The Accounting Shortage is Shifting

accountant shortage accounting careers public accounting May 14, 2025

The accounting profession has been grappling with a labor shortage for years. It got worse when COVID-19 lockdowns loosened up and the demand for accountants (open positions) outpaced the supply of qualified candidates.

But the latest job postings data suggests that the demand is shifting for accountants, and other high-demand positions, like software development and nursing.

To understand where it's headed, it helps to understand what caused the shortage in the first place. There were several reasons that this happened, but one factor stands out: Public accounting firms.

Public Accounting Was the Fastest Growing Consumer of Accounting Talent

According to the Bureau of Labor Statistics (BLS), 33% of all accountants work in Professional, Scientific, and Technical Services — that's the industry that includes public accounting firms.

Below is the breakdown of where accountants work, and this table is focused mostly on early career accountants because this is a code the BLS uses for positions that may not require experience.

As you can see, one out of every three early career accountants works in the Professional Services Sector.  

While “Professional Services” also includes legal, engineering, and consulting fields, public accounting firms — especially the Top 100 — represent a massive share of accounting employment within this sector.

The Post-Pandemic Hiring Surge and Headcount Growth

After lockdowns lifted in 2021, job openings in Professional and Business Services skyrocketed. Factors included:

  • Pent-up demand

  • Federal stimulus

  • Low-interest rates

  • Corporate growth initiatives

 

This huge growth wasn't present in all sectors. In fact, Professional & Business Services reached the highest growth of any sector during March of 2022, during the country's sharpest spike in job openings in years.

So of all the growing sectors during the great resignation and employee-favored market, accountants found themselves concentrated in the hottest sector.

Within that sector, public accounting firms ramped up hiring during those years to power their expanding businesses. The result?

  • From 2020 to 2024, the Top 100 U.S. accounting firms increased their headcount by over 40%, growing from roughly 370,000 to 520,000 employees.

  • The most dramatic increase came between 2021 and 2022, with a nearly 21% headcount jump.

Even as broader job openings in the Professional Services and other sectors began to cool in 2023 and 2024, public accounting maintained high staffing levels. Headcount did not go back down. Accounting firms continued to absorbed a huge share of available talent, especially at the entry level.

Public Accounting’s Unique Hiring Model Amplified the Accountant Shortage

Public accounting operates a little differently than other accounting employers.  And those differences deepened the accountant shortage.

  • Volume Hiring: Large firms hire and onboard hundreds or thousands of new people each year.

  • Campus Recruiting Dominance: Firms recruit and contract talent early, often a year in advance, making it harder for other types of employers to compete for talent.

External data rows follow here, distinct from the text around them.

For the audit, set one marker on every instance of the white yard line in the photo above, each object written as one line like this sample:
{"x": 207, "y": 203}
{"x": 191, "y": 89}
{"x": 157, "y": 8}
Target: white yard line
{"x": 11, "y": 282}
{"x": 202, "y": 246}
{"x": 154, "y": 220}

  • High Turnover Cycles: The public accounting business model involves constantly replenishing staff, creating relentless demand for new talent.  Turnover rates at many firms approach 20%.

These aspects of their business model meant that public accounting firms were continuously pulling large cohorts of graduates and early-career accountants out of the overall talent pool, and that made the shortage more extreme.

A Primary Driver — But Not the Only One

Of course, public accounting hiring practices didn’t create the shortage alone. Other contributing factors include:

  • Declining CPA exam candidates and accounting graduates (especially from 2019 to 2022)

  • Increased demand for financial reporting, compliance, and advisory roles across industries

  • Competition from tech and consulting firms for accounting skillsets

Nonetheless, when you look at the scale of hiring, the timing of post-pandemic growth, and public accounting’s structural dependence on entry-level hiring, it’s clear they were a primary driver of the accounting labor shortage.

What Happens Next?

As the hiring frenzy cools and attrition rates normalize, public accounting firms may reduce their hiring and seek to trim headcount in areas where employee turnover is low. That means there is risk of layoffs in some firms.

Does that mean the accounting shortage is over? Not quite

Public accounting firms are adjusting headcounts in certain practices that are overstaffed, but the underlying supply shortage remains. Fewer students, fewer CPAs, and persistent demand mean the shortage is shifting, not solved.

Slower revenue and headcount growth mean firms can be more selective. Grade point averages matter again. Internships are critical. And upticks in recent graduate unemployment suggest that hiring has cooled off—possibly due to global trade uncertainty.

Below is a chart created by the NY Fed, showing recent grad unemployment rising.

For now, the evidence is clear: Public accounting’s outsized demand played a leading role in driving the accounting labor shortage during the pandemic, and today public accounting firm growth has slowed down.

Given public accounting firms' role in creating the shortage, watching what happens next in U.S. public accounting headcounts will be an important signal for what's coming next.